A partir de quand l’œuvre est-elle créée? L’article L. 111-1 du Code de la propriété intellectuelle dispose que « L’auteur d’une œuvre de l’esprit jouit sur cette œuvre, du seul fait de sa création, d’un droit de propriété incorporelle exclusif et opposable à tous ». Il ressort de cet article, que l’œuvre de l’esprit, une fois matérialisée dans une forme, jouit de la protection par le droit d’auteur « du seul fait de sa création ».

Ainsi, aucun dépôt de sa création n’est nécessaire afin de bénéficier de la protection par le droit d’auteur.

Dès lors que la protection du droit d’auteur peut être reconnue à une œuvre, son auteur bénéficiera d’un droit de propriété incorporelle exclusif et opposable à tous, qui comportent des attributs d’ordre patrimonial et moral.

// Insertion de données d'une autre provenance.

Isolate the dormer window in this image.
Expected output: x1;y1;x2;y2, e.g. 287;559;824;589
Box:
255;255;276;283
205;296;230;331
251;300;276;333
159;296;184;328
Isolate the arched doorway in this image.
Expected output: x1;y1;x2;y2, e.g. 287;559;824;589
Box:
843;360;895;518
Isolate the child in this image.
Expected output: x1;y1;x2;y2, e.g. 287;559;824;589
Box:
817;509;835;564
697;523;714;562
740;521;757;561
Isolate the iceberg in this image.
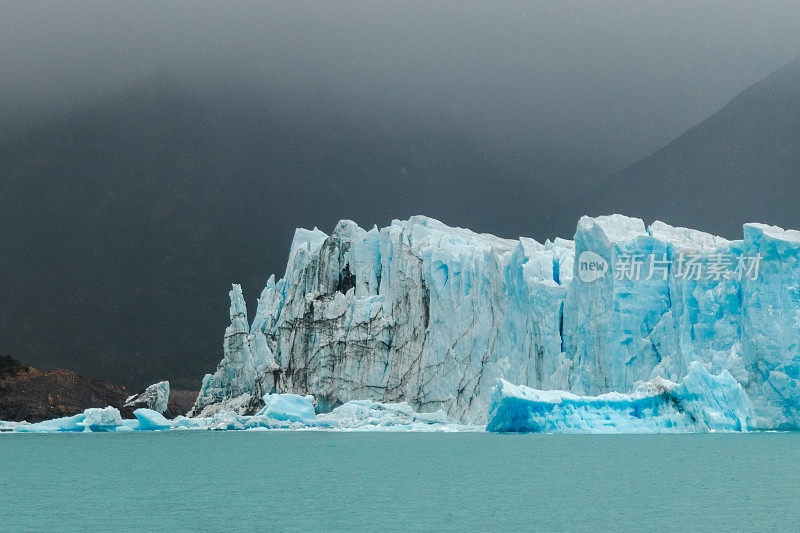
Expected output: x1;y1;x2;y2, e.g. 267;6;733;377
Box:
190;215;800;429
256;394;316;422
191;216;574;422
132;407;172;431
486;363;755;433
124;381;169;414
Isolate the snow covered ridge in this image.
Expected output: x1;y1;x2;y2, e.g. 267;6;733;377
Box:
186;215;800;429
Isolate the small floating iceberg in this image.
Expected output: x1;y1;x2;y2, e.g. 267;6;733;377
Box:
486;363;756;433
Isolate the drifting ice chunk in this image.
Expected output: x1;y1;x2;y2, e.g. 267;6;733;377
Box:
16;413;86;433
486;363;755;433
133;408;172;431
125;381;169;414
258;394;316;422
208;411;245;431
317;400;475;431
16;407;123;433
78;407;122;432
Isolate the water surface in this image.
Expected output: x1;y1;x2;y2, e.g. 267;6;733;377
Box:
0;431;800;531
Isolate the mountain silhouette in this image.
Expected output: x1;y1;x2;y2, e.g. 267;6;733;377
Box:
583;57;800;238
0;71;596;389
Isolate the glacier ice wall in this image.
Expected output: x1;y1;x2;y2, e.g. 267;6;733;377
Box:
193;217;573;420
192;215;800;428
486;361;755;433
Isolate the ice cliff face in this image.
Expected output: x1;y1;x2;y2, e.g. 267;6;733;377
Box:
193;215;800;427
194;217;573;420
486;362;755;433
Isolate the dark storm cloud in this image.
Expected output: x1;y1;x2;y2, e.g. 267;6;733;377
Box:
0;0;800;388
0;1;800;170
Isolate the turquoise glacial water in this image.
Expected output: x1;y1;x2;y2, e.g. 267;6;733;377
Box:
0;431;800;531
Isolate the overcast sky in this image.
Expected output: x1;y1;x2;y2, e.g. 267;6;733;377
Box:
0;0;800;170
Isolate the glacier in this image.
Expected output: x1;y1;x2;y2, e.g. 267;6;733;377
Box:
486;362;755;433
0;394;476;433
184;215;800;429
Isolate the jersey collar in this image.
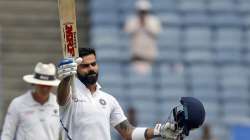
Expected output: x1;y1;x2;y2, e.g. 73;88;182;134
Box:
75;78;101;96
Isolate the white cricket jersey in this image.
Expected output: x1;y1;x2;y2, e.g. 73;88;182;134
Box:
1;91;60;140
59;78;127;140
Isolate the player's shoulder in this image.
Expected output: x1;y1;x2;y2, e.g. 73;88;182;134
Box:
10;91;31;106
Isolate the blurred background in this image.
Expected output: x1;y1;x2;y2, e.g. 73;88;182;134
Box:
0;0;250;140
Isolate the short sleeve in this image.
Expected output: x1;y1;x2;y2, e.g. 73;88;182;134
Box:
110;98;127;127
1;100;19;140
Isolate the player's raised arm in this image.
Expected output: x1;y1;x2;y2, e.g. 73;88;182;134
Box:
57;58;82;106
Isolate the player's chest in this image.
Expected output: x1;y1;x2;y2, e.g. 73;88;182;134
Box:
19;106;59;128
74;97;111;119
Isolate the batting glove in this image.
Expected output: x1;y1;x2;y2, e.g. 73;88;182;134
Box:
57;57;82;79
154;122;179;140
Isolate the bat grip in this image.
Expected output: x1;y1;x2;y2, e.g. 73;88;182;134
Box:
70;75;76;97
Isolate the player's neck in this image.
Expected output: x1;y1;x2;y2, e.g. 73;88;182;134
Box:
32;93;49;105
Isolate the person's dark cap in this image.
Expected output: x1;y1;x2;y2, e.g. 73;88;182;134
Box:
180;97;206;130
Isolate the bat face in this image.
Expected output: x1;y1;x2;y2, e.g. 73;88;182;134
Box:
63;23;78;57
58;0;78;58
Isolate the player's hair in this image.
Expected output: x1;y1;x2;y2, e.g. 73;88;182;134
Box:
78;48;96;57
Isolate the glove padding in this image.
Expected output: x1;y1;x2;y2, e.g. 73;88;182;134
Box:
57;57;82;80
154;122;179;140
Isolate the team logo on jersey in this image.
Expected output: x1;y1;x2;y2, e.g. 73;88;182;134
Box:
99;99;107;106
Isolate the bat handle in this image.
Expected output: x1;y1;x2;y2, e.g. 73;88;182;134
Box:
70;75;76;97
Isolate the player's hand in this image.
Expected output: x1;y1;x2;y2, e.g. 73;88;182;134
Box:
57;57;82;80
154;122;179;140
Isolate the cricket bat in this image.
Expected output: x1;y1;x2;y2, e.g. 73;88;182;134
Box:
58;0;79;93
58;0;79;58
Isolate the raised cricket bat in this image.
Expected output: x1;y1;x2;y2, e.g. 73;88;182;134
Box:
58;0;79;93
58;0;79;58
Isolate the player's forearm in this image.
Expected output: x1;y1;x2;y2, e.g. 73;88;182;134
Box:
57;76;70;106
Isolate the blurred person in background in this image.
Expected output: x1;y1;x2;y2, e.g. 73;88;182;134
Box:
199;124;216;140
1;62;60;140
57;48;178;140
124;0;161;74
127;107;137;126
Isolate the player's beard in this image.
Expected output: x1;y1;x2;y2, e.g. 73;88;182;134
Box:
77;71;98;86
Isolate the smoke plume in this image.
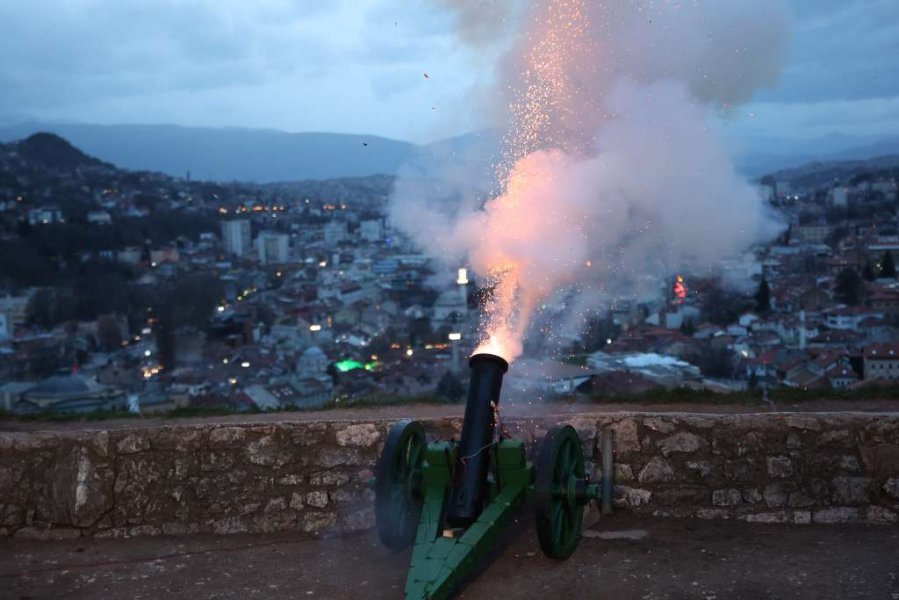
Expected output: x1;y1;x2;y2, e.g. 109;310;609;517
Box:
391;0;788;360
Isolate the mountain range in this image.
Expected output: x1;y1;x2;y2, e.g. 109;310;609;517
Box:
0;121;899;183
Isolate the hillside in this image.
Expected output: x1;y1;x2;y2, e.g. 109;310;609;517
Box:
768;154;899;190
0;132;111;172
0;123;417;183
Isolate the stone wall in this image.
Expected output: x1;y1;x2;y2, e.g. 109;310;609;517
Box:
0;413;899;539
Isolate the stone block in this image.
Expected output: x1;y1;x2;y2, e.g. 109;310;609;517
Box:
812;506;859;523
786;415;821;431
657;431;708;456
740;510;791;523
611;419;640;455
337;423;381;448
743;488;762;504
643;417;674;433
865;506;899;523
686;460;712;478
767;456;793;479
245;435;291;468
860;444;899;475
787;492;815;508
315;446;361;469
762;483;789;507
792;510;812;525
712;489;743;506
724;458;761;483
341;507;375;532
615;485;652;508
840;454;862;473
303;512;337;533
309;471;350;486
830;477;871;506
116;433;150;454
209;427;247;448
883;477;899;500
693;508;731;519
306;491;328;508
818;429;850;448
637;456;674;483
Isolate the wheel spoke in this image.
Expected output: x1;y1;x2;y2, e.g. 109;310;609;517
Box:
552;502;565;544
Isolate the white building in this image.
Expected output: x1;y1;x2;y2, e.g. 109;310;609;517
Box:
359;219;384;242
833;187;849;206
87;210;112;225
256;231;290;265
28;207;64;225
0;296;31;338
324;221;346;244
222;219;253;256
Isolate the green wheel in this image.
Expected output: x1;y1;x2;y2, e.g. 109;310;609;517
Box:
535;425;586;560
375;420;427;550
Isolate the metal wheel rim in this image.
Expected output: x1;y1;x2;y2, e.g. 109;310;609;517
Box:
375;420;427;550
536;425;584;560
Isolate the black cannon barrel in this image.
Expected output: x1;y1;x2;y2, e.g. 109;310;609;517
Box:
446;354;509;527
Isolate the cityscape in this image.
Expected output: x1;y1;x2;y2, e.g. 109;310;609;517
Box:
0;134;899;416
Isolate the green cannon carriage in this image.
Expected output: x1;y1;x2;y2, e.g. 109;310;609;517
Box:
374;354;612;600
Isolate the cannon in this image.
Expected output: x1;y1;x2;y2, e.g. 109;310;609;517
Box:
374;353;612;600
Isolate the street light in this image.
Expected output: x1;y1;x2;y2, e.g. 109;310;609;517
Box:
449;331;462;374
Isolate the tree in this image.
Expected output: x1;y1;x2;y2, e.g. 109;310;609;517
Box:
862;260;877;281
755;277;771;312
836;269;865;306
880;250;896;279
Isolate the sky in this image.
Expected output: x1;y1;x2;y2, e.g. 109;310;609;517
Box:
0;0;899;143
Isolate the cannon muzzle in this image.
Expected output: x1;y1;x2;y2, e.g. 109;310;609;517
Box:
447;354;509;527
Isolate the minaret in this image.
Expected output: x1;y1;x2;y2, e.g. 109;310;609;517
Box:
799;310;805;350
456;267;468;315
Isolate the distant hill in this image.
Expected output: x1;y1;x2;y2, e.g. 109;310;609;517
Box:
9;133;110;171
770;154;899;189
730;133;899;178
0;122;417;183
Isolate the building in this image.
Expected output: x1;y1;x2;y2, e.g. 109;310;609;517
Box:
87;210;112;225
862;344;899;381
324;221;346;244
359;219;384;242
222;219;253;257
256;231;290;265
13;373;128;413
28;206;64;225
0;296;30;339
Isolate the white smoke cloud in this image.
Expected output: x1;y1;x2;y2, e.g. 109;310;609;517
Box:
391;0;788;359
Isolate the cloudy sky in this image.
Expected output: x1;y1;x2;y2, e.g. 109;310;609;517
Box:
0;0;899;142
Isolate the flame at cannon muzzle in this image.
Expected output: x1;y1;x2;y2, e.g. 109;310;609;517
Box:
447;354;509;527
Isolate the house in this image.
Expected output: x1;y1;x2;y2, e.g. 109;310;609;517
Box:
824;306;883;331
862;344;899;381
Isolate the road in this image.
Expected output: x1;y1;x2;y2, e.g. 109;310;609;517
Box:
0;511;899;600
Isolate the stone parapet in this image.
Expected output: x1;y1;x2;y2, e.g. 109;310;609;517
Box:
0;413;899;539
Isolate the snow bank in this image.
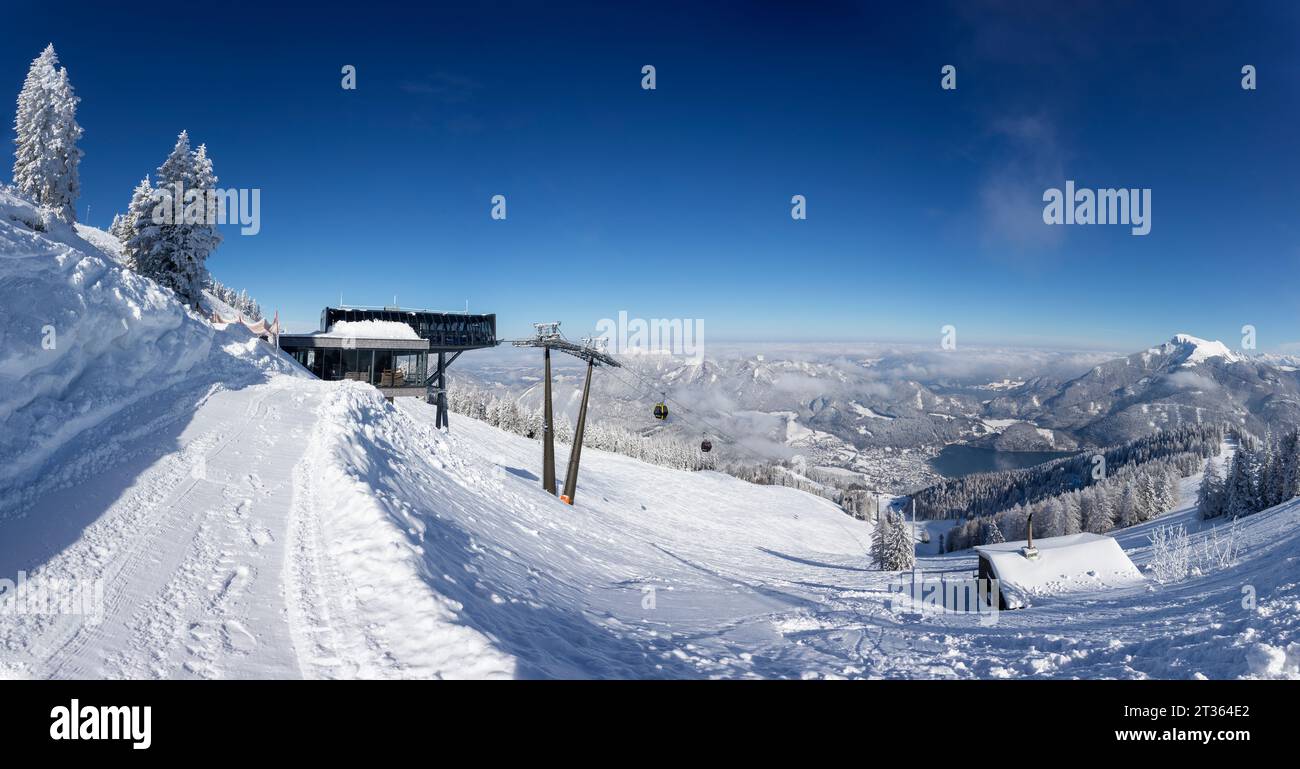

Le droit patrimonial et moral

Le droit patrimonial constitue le versant pécuniaire du droit d’auteur, il permet ainsi à l’auteur de tirer profit de son œuvre en lui octroyant un monopole d’exploitation. Les droits patrimoniaux se déclinent en trois branches : le droit de représentation 1 (l’exposition en galerie par exemple ou sur un site internet), le droit de suite 2 (le fait pour l’auteur et ses héritiers de percevoir un pourcentage du prix de revente de ses œuvres) et le droit de reproduction 3 (la copie ou le nouveau moulage d’une sculpture).

Le droit moral constitue une spécificité du droit d’auteur. Ce dernier est perpétuel, inaliénable, imprescriptible et insaisissable 4. Le droit moral de l’auteur se décline en quatre attributs, à savoir, le droit de divulgation 5 (la mise en contact de l’œuvre avec le public), le droit à la paternité 6 (prérogative qu’a l’auteur de voir proclamer la filiation de l’œuvre à son égard), le droit de repentir (constitue le droit pour l’auteur de retirer son œuvre des circuits économiques pour des motifs artistiques) et le droit au respect 7 (permet à l’auteur de protester contre toute dénaturation de son œuvre par des modifications, adjonctions ou mutilations qui en altérerait la forme ou l’esprit).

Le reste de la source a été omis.